APIs are designed to be predictable, and the model leans on that predictability. It extends naming conventions to methods that plausibly should exist but do not — the same generalization that makes it good with real APIs (Liu et al., 2024, "Exploring and Evaluating Hallucinations in LLM-Powered Code Generation").

02

Training data mixes many versions of every library without labels. The model's picture of an interface blends years of changes, so generated code can combine signatures and behaviors that never existed together in one release.

03

Niche libraries and rarely used parameters appear sparsely in code corpora, and hallucination rates rise there. One large study found about a fifth of packages recommended by code LLMs did not exist (Spracklen et al., 2025, USENIX Security).

04

Code corpora include pseudocode, speculative forum answers, and aspirational docs, so the training data itself contains fluent descriptions of interfaces that were never shipped (Dziri et al., 2022, NAACL).

05

There is no compiler or type checker in the loop during generation.
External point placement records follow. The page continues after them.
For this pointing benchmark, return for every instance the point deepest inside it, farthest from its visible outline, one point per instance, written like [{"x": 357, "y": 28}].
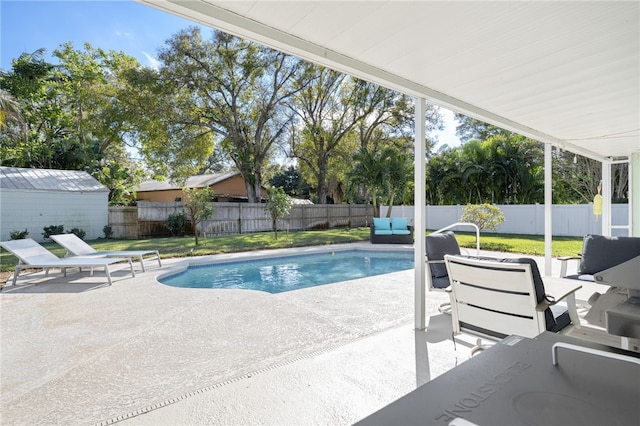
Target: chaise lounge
[
  {"x": 75, "y": 246},
  {"x": 394, "y": 230},
  {"x": 504, "y": 296},
  {"x": 30, "y": 254}
]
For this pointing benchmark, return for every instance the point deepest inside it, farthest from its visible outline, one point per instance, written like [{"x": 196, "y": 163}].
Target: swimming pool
[{"x": 279, "y": 274}]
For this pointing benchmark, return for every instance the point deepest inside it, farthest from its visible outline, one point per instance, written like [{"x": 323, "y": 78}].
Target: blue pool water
[{"x": 275, "y": 275}]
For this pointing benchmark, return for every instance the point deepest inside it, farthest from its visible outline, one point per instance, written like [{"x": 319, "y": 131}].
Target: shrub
[
  {"x": 18, "y": 235},
  {"x": 278, "y": 205},
  {"x": 176, "y": 224},
  {"x": 108, "y": 231},
  {"x": 80, "y": 233},
  {"x": 52, "y": 230},
  {"x": 486, "y": 216}
]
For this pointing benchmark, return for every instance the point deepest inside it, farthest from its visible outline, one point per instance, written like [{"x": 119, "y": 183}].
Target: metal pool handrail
[{"x": 446, "y": 228}]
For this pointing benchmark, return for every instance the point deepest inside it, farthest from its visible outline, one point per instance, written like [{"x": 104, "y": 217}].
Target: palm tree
[{"x": 9, "y": 110}]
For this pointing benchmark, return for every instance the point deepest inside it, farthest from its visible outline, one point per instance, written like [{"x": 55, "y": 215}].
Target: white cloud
[
  {"x": 153, "y": 62},
  {"x": 124, "y": 34},
  {"x": 447, "y": 136}
]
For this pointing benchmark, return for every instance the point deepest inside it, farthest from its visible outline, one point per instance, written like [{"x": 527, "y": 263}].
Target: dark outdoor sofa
[
  {"x": 394, "y": 230},
  {"x": 599, "y": 253}
]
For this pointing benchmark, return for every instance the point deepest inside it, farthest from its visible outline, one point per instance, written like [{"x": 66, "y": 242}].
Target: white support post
[
  {"x": 548, "y": 209},
  {"x": 606, "y": 198},
  {"x": 419, "y": 214}
]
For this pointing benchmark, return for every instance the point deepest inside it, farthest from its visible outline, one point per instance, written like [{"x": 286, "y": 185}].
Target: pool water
[{"x": 276, "y": 275}]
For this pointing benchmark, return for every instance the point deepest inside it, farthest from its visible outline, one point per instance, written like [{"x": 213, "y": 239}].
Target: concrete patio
[{"x": 76, "y": 351}]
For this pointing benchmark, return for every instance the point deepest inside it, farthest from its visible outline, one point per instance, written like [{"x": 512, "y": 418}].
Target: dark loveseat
[
  {"x": 394, "y": 230},
  {"x": 599, "y": 253}
]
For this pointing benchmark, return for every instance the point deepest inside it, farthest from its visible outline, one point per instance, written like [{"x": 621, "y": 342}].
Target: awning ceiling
[{"x": 561, "y": 72}]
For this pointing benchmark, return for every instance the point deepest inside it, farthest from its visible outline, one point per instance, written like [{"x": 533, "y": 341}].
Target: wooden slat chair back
[{"x": 499, "y": 298}]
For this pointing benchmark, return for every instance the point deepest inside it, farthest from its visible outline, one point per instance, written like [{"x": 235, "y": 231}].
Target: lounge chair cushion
[
  {"x": 437, "y": 245},
  {"x": 600, "y": 252}
]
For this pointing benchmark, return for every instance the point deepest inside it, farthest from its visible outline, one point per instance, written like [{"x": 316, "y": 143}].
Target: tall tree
[
  {"x": 329, "y": 109},
  {"x": 469, "y": 129},
  {"x": 232, "y": 90}
]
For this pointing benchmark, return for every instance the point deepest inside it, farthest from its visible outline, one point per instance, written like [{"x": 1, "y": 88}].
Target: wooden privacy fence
[{"x": 237, "y": 218}]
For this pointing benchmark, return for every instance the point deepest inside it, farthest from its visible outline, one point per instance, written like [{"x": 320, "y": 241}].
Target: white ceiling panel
[{"x": 562, "y": 72}]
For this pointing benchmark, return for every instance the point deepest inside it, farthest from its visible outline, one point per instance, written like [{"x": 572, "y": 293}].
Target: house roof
[
  {"x": 562, "y": 72},
  {"x": 198, "y": 181},
  {"x": 48, "y": 180}
]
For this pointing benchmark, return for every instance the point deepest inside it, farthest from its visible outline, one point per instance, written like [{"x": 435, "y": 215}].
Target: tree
[
  {"x": 229, "y": 90},
  {"x": 469, "y": 129},
  {"x": 291, "y": 182},
  {"x": 368, "y": 171},
  {"x": 278, "y": 205},
  {"x": 485, "y": 216},
  {"x": 329, "y": 108},
  {"x": 71, "y": 115},
  {"x": 197, "y": 202}
]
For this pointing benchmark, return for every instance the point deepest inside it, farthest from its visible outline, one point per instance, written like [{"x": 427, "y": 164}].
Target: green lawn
[{"x": 185, "y": 246}]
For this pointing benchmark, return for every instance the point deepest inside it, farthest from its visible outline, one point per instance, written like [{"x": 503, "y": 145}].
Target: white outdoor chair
[{"x": 75, "y": 246}]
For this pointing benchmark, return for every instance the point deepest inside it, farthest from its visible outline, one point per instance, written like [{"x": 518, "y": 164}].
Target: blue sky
[{"x": 121, "y": 25}]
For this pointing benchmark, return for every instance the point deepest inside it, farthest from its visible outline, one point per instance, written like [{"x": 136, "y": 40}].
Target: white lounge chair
[
  {"x": 30, "y": 254},
  {"x": 76, "y": 247},
  {"x": 499, "y": 297}
]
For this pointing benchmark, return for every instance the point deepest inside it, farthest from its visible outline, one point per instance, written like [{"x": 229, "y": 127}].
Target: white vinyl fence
[
  {"x": 574, "y": 220},
  {"x": 148, "y": 218}
]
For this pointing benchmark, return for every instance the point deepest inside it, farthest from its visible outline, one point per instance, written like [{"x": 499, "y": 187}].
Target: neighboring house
[
  {"x": 227, "y": 187},
  {"x": 36, "y": 198}
]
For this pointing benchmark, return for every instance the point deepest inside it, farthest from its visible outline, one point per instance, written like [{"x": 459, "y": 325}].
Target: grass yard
[{"x": 185, "y": 246}]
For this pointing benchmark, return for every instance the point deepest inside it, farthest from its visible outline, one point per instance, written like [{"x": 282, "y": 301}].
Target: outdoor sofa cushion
[
  {"x": 382, "y": 226},
  {"x": 399, "y": 226},
  {"x": 600, "y": 252},
  {"x": 437, "y": 245}
]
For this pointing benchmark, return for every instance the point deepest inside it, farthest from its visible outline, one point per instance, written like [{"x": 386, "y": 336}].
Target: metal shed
[{"x": 36, "y": 198}]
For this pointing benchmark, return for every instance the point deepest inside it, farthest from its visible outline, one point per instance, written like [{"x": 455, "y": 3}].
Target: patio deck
[{"x": 139, "y": 352}]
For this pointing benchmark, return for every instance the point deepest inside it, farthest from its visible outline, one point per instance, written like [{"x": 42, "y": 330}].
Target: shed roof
[
  {"x": 198, "y": 181},
  {"x": 49, "y": 180}
]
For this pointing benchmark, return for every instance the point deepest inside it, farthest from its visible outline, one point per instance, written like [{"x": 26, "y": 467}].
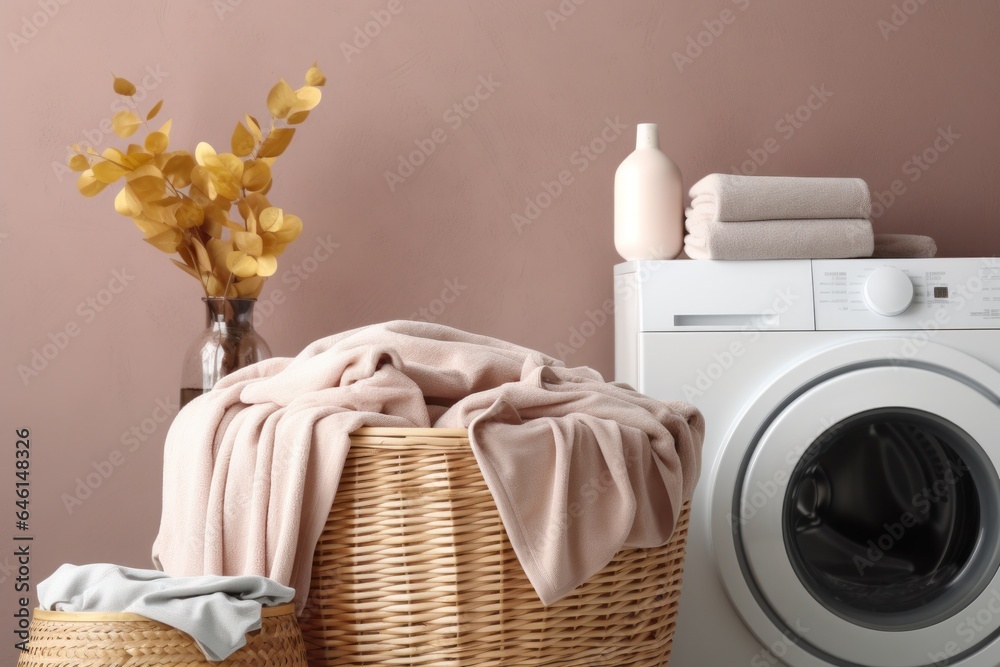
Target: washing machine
[{"x": 848, "y": 511}]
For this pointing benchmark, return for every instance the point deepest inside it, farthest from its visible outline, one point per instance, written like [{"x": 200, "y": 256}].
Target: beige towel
[
  {"x": 904, "y": 245},
  {"x": 579, "y": 468},
  {"x": 733, "y": 198},
  {"x": 777, "y": 239}
]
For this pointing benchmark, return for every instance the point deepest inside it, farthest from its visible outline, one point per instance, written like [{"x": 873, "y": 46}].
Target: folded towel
[
  {"x": 251, "y": 468},
  {"x": 777, "y": 239},
  {"x": 733, "y": 198},
  {"x": 217, "y": 612},
  {"x": 904, "y": 245}
]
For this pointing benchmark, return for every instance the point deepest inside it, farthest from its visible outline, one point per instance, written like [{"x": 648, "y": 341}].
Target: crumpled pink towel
[{"x": 579, "y": 468}]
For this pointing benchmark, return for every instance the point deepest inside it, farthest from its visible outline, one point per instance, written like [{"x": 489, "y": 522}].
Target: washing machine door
[{"x": 863, "y": 520}]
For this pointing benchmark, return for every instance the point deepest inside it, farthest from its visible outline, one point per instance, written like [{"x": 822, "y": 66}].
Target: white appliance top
[{"x": 817, "y": 294}]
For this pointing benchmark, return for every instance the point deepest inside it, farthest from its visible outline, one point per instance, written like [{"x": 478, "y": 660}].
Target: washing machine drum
[
  {"x": 869, "y": 520},
  {"x": 883, "y": 516}
]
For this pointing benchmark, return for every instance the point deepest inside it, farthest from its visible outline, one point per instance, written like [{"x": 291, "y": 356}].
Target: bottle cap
[{"x": 647, "y": 136}]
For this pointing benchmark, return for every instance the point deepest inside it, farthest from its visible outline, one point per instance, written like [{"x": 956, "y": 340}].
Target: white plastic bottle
[{"x": 649, "y": 204}]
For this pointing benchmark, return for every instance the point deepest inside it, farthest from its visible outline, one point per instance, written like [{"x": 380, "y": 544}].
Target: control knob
[{"x": 888, "y": 291}]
Errors an IDE would flag instantly survive to the final answer unless the system adds execution feedback.

06

Helpfulness tuning discourages answering "that capability does not exist." Producing a concrete, runnable-looking snippet is the response shape that training rewarded.

Detection Approaches

Categories of checks that can identify the issue. These are strategies, not specific implementations.

🔎

API existence lookup

Resolve every import, package name, method, and parameter in generated code against the real registry and library surface — PyPI/npm for packages, the installed library's actual symbols for methods. An invented method like df.remove_outliers fails the lookup even when it reads as idiomatic.

⚙️

Sandboxed execution

Run generated snippets in a sandbox with the stated dependencies installed. Import errors, AttributeErrors, and unexpected-keyword failures surface nonexistent capabilities and version-blended signatures that no amount of reading the code would flag.

🧪

Golden-set evals

Maintain prompts targeting niche libraries, rarely used parameters, and capabilities that plausibly should exist but don't, and regression-test the rate of unresolvable packages and symbols in generated code.

Mitigation Approaches

High-level reliability strategies that reduce how often this failure occurs.

📚

Retrieval grounding

Put the real API surface in context — current docs, type stubs, or the installed library's signatures for the pinned version — so the model copies interfaces from evidence instead of extrapolating them from naming conventions blended across releases.

🛠️

Tool-backed lookup

Give the model a docs-search or symbol-resolution tool and require it to confirm packages, methods, and parameters before recommending them. A method it cannot find in the real library surface is one it cannot emit.

⚙️

Sandboxed execution

Close the loop the IDE normally provides — run generated code against the stated dependencies and feed import errors, AttributeErrors, and unexpected-keyword failures back for repair, so invented interfaces die before the answer ships.